Le 1er septembre 1852, il débutait, à soixante ans ! à la Bibliothèque nationale, comme attaché à la rédaction du catalogue. Travail méticuleux et fastidieux, qui ne correspondait en rien à ses aptitudes, mais qui lui procurerait du pain. Très peu, d’ailleurs. Il toucherait tout juste 1 300 francs par an.
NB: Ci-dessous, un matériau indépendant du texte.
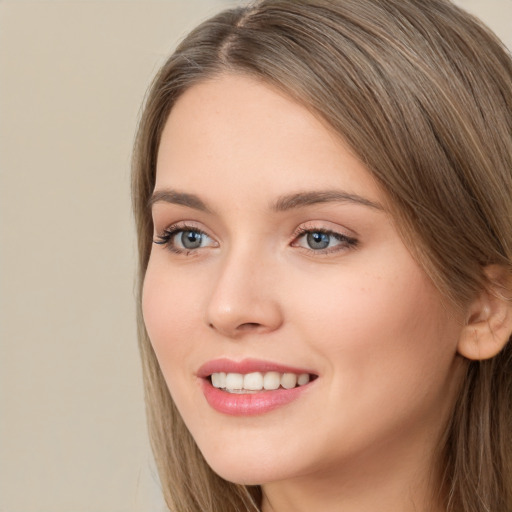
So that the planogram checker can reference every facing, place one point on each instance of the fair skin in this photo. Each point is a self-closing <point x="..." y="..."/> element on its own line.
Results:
<point x="256" y="282"/>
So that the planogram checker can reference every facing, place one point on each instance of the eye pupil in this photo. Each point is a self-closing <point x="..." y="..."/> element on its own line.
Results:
<point x="318" y="240"/>
<point x="191" y="239"/>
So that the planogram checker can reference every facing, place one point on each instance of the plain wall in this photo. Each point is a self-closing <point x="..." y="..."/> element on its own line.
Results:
<point x="72" y="77"/>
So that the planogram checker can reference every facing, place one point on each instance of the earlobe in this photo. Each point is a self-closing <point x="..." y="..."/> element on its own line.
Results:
<point x="489" y="319"/>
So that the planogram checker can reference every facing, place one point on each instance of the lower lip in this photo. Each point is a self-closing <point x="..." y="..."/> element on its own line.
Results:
<point x="249" y="404"/>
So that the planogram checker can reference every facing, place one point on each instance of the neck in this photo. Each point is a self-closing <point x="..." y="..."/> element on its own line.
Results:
<point x="374" y="481"/>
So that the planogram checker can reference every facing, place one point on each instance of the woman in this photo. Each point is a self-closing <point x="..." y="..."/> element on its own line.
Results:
<point x="322" y="192"/>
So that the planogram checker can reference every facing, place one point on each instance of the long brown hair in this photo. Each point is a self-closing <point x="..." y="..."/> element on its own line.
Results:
<point x="422" y="92"/>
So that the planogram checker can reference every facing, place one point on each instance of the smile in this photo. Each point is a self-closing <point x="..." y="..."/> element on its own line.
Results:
<point x="257" y="381"/>
<point x="252" y="387"/>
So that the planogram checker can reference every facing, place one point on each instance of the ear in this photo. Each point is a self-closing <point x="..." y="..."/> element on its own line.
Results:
<point x="489" y="318"/>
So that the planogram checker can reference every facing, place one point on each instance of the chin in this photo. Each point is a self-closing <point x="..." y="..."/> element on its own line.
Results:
<point x="239" y="468"/>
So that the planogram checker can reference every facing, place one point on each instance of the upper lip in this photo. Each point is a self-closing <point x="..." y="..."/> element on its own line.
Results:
<point x="246" y="366"/>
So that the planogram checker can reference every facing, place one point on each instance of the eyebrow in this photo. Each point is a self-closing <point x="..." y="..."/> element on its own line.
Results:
<point x="302" y="199"/>
<point x="282" y="204"/>
<point x="175" y="197"/>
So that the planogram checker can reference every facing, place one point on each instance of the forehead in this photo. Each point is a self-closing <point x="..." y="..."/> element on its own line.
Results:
<point x="237" y="133"/>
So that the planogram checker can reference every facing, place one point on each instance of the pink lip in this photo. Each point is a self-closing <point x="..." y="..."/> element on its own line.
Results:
<point x="246" y="366"/>
<point x="249" y="404"/>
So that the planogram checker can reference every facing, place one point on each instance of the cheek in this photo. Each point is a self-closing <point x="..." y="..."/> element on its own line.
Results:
<point x="170" y="312"/>
<point x="385" y="326"/>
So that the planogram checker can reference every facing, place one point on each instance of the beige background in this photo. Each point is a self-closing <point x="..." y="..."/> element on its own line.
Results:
<point x="72" y="77"/>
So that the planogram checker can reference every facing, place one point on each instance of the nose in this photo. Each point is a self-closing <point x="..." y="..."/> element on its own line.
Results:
<point x="244" y="298"/>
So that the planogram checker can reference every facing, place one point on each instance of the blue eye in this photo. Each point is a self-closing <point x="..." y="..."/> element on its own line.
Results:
<point x="183" y="239"/>
<point x="323" y="241"/>
<point x="190" y="239"/>
<point x="318" y="240"/>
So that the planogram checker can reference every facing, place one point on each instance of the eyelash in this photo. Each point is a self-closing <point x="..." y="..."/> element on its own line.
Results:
<point x="169" y="233"/>
<point x="346" y="242"/>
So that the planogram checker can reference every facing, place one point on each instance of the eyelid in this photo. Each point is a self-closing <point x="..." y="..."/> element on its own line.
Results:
<point x="165" y="237"/>
<point x="346" y="241"/>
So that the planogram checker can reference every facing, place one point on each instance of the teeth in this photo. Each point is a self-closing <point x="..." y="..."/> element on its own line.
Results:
<point x="257" y="381"/>
<point x="272" y="380"/>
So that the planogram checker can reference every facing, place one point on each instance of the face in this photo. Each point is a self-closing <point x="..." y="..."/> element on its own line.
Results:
<point x="296" y="334"/>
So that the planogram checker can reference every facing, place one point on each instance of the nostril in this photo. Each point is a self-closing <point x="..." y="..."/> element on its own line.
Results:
<point x="248" y="326"/>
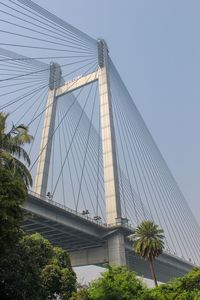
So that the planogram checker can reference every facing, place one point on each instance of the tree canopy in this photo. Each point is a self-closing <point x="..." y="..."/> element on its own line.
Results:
<point x="36" y="270"/>
<point x="148" y="242"/>
<point x="13" y="156"/>
<point x="117" y="283"/>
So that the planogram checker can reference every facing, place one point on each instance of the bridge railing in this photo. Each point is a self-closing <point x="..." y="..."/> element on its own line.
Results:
<point x="64" y="207"/>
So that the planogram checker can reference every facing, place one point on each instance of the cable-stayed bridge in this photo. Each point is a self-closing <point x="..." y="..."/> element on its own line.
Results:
<point x="98" y="172"/>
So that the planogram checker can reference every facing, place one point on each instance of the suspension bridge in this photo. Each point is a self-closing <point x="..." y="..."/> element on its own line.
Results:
<point x="97" y="170"/>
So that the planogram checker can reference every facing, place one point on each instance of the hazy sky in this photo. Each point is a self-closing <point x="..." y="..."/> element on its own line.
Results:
<point x="155" y="46"/>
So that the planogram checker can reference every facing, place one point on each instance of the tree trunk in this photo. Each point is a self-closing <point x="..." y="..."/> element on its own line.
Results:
<point x="153" y="272"/>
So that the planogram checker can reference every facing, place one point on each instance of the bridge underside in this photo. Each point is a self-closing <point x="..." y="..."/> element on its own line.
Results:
<point x="87" y="241"/>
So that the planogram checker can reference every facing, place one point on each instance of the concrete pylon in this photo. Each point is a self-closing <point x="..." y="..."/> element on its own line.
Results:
<point x="41" y="177"/>
<point x="115" y="243"/>
<point x="111" y="180"/>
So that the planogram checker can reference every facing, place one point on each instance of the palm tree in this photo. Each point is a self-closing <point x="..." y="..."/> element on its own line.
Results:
<point x="12" y="151"/>
<point x="148" y="243"/>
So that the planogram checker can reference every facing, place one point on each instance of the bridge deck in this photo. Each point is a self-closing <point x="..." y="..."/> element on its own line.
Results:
<point x="83" y="236"/>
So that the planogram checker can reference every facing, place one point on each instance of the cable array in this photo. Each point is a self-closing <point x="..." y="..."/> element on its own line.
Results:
<point x="147" y="173"/>
<point x="147" y="188"/>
L’homme se soumit. Il était vaincu. Chaque jour, de ce pas égal et ferme avec lequel, pendant près d’un demi-siècle, il avait arpenté les planches, il se rendait de la rue de Rivoli à la rue de Richelieu. Il allait à la Bibliothèque, ponctuellement, comme il était allé au théâtre. Il s’installait, sans paroles inutiles, enfilait des manches de lustrine et rédigeait des fiches. Seulement, parfois, lui revenaient en mémoire ces vers qu’il avait déclamés jadis :

Il est sur ce rivage une race flétrie,
Une race étrangère au sein de sa patrie ;
Sans abri protecteur, sans temple hospitalier,
Abominable, impie, horrible au peuple entier,
Les Parias ; le jour à regret les éclaire,
La terre sur son sein les porte avec colère
Et Dieu les retrancha du nombre des humains
Quand l’univers créé s’échappa de ses mains[1]

  1. Casimir Delavigne, Le Paria, acte premier, scène première.